Action must be taken now if the NHS is to avoid an even worse winter crisis next year, the chief inspector of hospitals has warned.
The Care Quality Commission (CQC) said the use of corridors to treat sick patients in A&E was “becoming normalised”, with departments struggling with a lack of staff, poor leadership and long delays leading to crowding and safety risks.
Professor Ted Baker said: “Our inspections are showing that this winter is proving as difficult for emergency departments as was predicted. Managing this remains a challenge but if we do not act now, we can predict that next winter will be a greater challenge still.
“We cannot continue this trajectory. A scenario where each winter is worse than the one before has real consequences for both patients and staff.”
Since December the CQC has carried out more than a dozen small one-day inspections of A&E departments where it had specific concerns about possible safety risks.
Prof Baker said the capacity issues traditionally reserved for the winter months were now year-round problems.

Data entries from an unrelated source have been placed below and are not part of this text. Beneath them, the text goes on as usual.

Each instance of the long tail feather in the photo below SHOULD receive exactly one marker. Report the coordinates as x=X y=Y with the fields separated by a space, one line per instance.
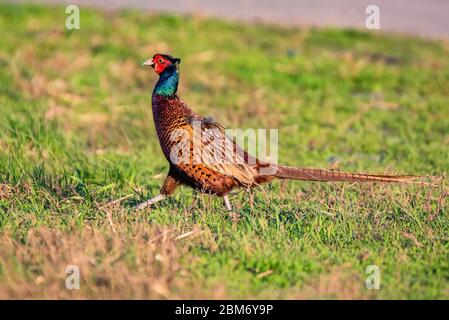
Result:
x=285 y=172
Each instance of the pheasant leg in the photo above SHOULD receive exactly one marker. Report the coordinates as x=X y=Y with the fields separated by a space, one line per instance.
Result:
x=170 y=184
x=227 y=203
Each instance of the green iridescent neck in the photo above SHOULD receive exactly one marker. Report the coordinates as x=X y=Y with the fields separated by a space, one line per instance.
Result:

He said: “After a difficult summer we entered this winter with A&E performance at its worst level. July 2019 saw the highest proportion of emergency patients spending more than four hours in A&E than any previous July for at least the last five years. This was coupled with primary and community care services operating at full stretch, leaving little room for manoeuvre.
He said NHS staff were “going to extraordinary lengths” while performance data showed “significant, sustained demand across the NHS”.

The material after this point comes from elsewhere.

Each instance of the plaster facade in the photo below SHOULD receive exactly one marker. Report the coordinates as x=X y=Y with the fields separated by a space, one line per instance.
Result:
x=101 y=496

Poor cooperation and coordination between hospitals, social care and other local organisations had “led to fragmented care” in some places and Prof Baker warned the problems would not be solved with a “quick fix”.
“Hospitals and emergency services cannot work alone to address the ever-increasing demand for care. We recognise that health and social care services are working more collaboratively and innovatively when it comes to planning for winter, but even greater system working and integration are needed across the health and care system.
“The necessary reform must proceed at pace if we are going to make a difference before next winter.”
So far this winter the regulator has carried out 13 inspections at nine hospital trusts and has taken enforcement action against some trusts to protect patients from harm.
Among concerns it identified during the inspections, the CQC highlighted a lack of consistent triaging of patients meaning some unwell patients could be missed or not spotted if they started to deteriorate while waiting.
It said some A&E departments did not have enough nurses with the skills and qualifications to care for children, while inspectors found long delays in ambulance staff handing over patients to the A&E team were causing crowding and patients waiting in corridors.
It said a “lack of consistently robust operational leadership” meant some A&E’s did not have the right numbers of staff and poor communication between A&Es and hospital bosses led to a “lack of situational awareness and understanding about the real issues” including patient safety.
It also warned mental health patients were not being properly assessed or cared for while some specialty teams were adding to length delays by not visiting A&E’s quickly enough to review patients.
But it also added: “We have seen that even the busiest departments (treating some 600 patients a day) can manage flow and deliver safe care. In such cases staff felt invested in, and there was clarity in relation to, clinical pathways to be followed.”
The government has said it is investing a record amount of cash amount in the NHS by 2023-24, almost £34bn, although experts from the Health Foundation said this did not take account of inflation and money already spent meaning the real figure is closer to £16bn.
The latest NHS performance data showed record numbers of patients waiting on trolleys in A&E departments, with 2019 seeing the worst cancer performance by the NHS since 2016.
An NHS spokesperson said: “Just this week we have seen that A&E performance improved in January compared to the previous month, thanks to the sustained hard work of NHS staff and the ability to open and staff more hospital beds than last year.
“But it’s also true that many of the solutions to the growing need for care lie outside the A&E, which is why the government’s commitment to increase the number of nurses by 50,000, invest in new and expanded beds and facilities, and find a long-term solution on social care will be crucial over the coming years.”